TikTok says it will not share UK user data with Chinese government

TikTok has said it has not shared UK user data with the Chinese government and will not if they are asked.

Liz Kanter, the video-sharing platform’s director of government relations said the company is “committed to being transparent about where requests for data have been made by countries around the world”.

There have long been concerns around TikTok over its links to China because its parent company, ByteDance, was founded in the country and critics have raised fears data could be passed to the Chinese state.

In her letter to Tory MP Alicia Kearns, chairwoman of the Foreign Affairs Committee, Ms Kanter said TikTok is “separate” from a ByteDance subsidiary incorporated in China and its employees “do not have access” to TikTok users’ personal data.

“For the avoidance of doubt, we have not been asked for TikTok UK user data by the Chinese government or the CCP, we have not provided such data to the Chinese government or the CCP and we would not do so if asked,” she said.

“We recognise the need for scrutiny about the way in which companies handle user personal data.

“As a company, we prioritise ensuring strong protections and governance when handling our users’ data and we strive to create public transparency around our data practices, including issues such as data storage and access.

“We believe that being transparent about data storage and access is important not just for Government and regulators, but also for our users.”

Scrutiny on the social media giant increased last month when, as part of an update to its privacy policy, the platform confirmed in specific circumstances some TikTok staff in China and other countries were allowed to access UK and EU user data “based on a demonstrated need to do their job”.

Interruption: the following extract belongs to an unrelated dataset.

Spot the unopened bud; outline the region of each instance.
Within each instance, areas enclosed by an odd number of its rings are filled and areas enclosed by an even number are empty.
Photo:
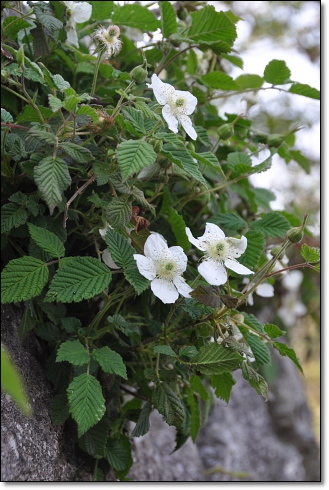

In her letter, Ms Kanter said such access “is limited and subject to strict security controls and authorisation approval protocols”.

“For UK users’ personal data that is accessed by any employee, including anyone based in China (or anywhere in the world), we employ a range of system access controls, encryption, and network security protocols to prevent the employee sharing the data with anyone without permission to access it, either within the company or externally,” she said.

“TikTok data is divided into different levels of confidentiality according to the degree of sensitivity; the higher the level of confidentiality, the stricter the approval process.”

Ms Kanter reaffirmed the company’s plans to begin storing UK and wider European user data in Europe, with a data centre in Dublin expected to become operational in 2023.

TikTok user data is currently stored in the US and Singapore.

“As with any large international company, international data flows remain necessary to operate a global business,” Ms Kanter said.

“At the same time, we are continuing to work towards our goal of minimising data flows outside of Europe and reducing remote access even further, both in terms of the scope of access required and the number of business functions with access in the first place.”